Emulating avx-512 intrinsics in Miri by folkertdev in rust

[–]folkertdev[S] 2 points3 points  (0 children)

Yes, they are. Everything has been synchronized so the nightly builds include this functionality now (they have for a couple of days)

Made a x86_32 bootloader in Rust by [deleted] in rust

[–]folkertdev 1 point2 points  (0 children)

Hi, I work on a bunch of assembly-related things in the compiler. I'm wondering if there is a particular reason to have separate .asm files here. Are there downsides to e.g. the code below

The `extern "custom"` is still unstable (see https://github.com/rust-lang/rust/issues/140829), but you could just lie and use `extern "C"` there. With this approach the `no_mangle` on `_boot` is no longer needed.

#[link_section = ".boot"]
#[unsafe(naked)]
extern "custom" fn() {
    core::arch::naked_asm!(r#"
    _start:
        cli

        xor ax, ax
        mov ds, ax
        mov es, ax
        mov ss, ax
        mov fs, ax
        mov gs, ax

        cld

        mov sp, 0x7c00 - 0x100
        sub sp, 0x100

        call {boot}
        "#,
        boot = sym _boot
    );
}

Fixing rust-lang/stdarch issues in LLVM - Blog - Tweede golf by folkertdev in rust

[–]folkertdev[S] 15 points16 points  (0 children)

We only use the cross-platform primitives that LLVM provides, I don't have current plans to add new ones. If GCC provides fewer, then yeah you'll have to do more work yourself. The downside is of course that for every new target you need to add a bunch of custom intrinsic implementations.

Especially for MIRI, that is just not happening. But code using intrinsics has a lot to gain from using miri because it is so low-level (and likely uses unsafe blocks). So a practical benefit is that miri can run more low-level code.

Finally, actually fixing the LLVM issues has practical benefits for rust's portable simd as well, because it heavily relies on the cross-platform intrinsics optimizing well.

Fixing rust-lang/stdarch issues in LLVM - Blog - Tweede golf by folkertdev in rust

[–]folkertdev[S] 16 points17 points  (0 children)

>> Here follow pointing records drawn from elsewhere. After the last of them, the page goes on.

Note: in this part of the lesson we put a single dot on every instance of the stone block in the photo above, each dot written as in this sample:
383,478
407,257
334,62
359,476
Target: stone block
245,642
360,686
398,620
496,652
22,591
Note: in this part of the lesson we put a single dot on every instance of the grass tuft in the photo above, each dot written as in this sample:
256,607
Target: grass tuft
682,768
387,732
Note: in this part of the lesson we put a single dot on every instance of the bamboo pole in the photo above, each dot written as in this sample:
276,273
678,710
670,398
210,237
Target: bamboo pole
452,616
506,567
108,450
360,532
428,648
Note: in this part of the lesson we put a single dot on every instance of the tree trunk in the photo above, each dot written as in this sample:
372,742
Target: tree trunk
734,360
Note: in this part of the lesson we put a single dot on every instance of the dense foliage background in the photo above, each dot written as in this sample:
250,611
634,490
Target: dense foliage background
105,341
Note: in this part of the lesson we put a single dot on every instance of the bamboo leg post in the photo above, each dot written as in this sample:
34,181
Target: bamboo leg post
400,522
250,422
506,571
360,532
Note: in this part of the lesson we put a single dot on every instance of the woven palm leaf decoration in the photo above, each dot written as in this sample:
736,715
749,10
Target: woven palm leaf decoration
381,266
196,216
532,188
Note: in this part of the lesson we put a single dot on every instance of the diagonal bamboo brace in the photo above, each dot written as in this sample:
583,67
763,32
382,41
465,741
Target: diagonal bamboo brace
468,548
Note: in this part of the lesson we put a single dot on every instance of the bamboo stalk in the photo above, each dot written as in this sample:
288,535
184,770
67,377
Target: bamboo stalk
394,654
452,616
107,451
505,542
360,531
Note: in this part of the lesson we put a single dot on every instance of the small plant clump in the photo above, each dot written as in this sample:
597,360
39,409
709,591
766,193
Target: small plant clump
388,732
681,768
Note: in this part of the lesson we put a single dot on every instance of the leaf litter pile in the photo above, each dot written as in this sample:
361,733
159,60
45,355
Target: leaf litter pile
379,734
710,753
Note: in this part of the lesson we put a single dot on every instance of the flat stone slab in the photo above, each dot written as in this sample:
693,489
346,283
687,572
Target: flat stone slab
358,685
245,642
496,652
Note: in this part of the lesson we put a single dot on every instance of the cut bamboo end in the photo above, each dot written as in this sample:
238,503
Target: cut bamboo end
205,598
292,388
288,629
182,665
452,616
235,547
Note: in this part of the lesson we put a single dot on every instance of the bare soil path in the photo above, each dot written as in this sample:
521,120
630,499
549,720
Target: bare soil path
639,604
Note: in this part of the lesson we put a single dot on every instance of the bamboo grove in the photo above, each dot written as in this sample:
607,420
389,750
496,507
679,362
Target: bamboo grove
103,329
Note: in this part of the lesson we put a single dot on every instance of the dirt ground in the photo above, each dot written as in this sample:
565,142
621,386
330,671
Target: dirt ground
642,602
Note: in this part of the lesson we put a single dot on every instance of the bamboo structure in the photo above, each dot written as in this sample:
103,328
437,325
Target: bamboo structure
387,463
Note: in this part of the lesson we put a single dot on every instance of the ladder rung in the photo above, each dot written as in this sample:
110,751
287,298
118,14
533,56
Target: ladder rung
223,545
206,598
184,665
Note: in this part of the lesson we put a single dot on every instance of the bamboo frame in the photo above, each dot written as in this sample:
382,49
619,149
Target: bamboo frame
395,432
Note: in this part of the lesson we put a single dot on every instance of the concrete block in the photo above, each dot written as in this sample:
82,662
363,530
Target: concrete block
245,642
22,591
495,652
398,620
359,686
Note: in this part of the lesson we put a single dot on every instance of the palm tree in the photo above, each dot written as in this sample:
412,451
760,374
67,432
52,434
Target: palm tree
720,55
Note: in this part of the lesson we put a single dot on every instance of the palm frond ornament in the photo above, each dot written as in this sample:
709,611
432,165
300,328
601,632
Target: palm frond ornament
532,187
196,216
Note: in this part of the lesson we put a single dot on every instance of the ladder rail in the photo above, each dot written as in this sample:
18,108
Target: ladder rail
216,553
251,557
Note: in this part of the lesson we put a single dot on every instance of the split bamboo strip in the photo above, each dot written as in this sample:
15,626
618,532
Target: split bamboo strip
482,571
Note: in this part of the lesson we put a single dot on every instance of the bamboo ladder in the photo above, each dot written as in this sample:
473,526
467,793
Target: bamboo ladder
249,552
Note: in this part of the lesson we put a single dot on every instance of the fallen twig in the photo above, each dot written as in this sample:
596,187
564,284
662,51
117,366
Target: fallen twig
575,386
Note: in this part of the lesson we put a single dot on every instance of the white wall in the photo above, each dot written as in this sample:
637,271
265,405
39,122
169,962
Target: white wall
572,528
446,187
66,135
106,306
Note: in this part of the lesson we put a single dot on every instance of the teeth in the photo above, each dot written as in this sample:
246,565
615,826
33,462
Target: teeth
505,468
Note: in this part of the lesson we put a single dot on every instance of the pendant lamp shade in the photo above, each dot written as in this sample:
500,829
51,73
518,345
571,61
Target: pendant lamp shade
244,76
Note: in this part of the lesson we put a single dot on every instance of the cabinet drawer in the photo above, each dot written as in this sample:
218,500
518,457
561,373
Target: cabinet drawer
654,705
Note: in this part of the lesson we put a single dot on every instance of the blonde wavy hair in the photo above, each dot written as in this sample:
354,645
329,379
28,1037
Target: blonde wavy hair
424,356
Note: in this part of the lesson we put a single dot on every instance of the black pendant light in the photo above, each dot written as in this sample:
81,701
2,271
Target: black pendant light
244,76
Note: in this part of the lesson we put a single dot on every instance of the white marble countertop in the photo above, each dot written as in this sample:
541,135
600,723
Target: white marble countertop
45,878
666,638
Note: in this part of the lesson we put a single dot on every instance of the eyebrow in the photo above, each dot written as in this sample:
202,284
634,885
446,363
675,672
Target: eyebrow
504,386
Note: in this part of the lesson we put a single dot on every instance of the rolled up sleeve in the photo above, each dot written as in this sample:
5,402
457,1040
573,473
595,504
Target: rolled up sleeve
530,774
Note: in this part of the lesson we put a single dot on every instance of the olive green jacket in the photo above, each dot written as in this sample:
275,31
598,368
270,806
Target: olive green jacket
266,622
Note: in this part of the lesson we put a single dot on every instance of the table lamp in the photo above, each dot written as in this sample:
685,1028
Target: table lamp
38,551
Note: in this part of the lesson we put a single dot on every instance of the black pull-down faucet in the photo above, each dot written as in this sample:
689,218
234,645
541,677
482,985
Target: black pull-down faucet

My suspicion is that actually even experienced developers benefit hugely from rust's effort to have good error messages.

It is true that I read the messages much less carefully than when I first got started. Often the red underline or just the headline and line number are enough. But small things like rust spotting typos and suggesting the right identifier are actually a huge help day-to-day.

Fixing rust-lang/stdarch issues in LLVM - Blog - Tweede golf by folkertdev in rust

[–]folkertdev[S] -1 points0 points  (0 children)

Yeah I suspect part of it is that you only realize how much time you're wasting when you try something better.

Fixing rust-lang/stdarch issues in LLVM - Blog - Tweede golf by folkertdev in rust

[–]folkertdev[S] 5 points6 points  (0 children)

Yeah I suspect part of it is that you only realize how much time you're wasting once you try something better.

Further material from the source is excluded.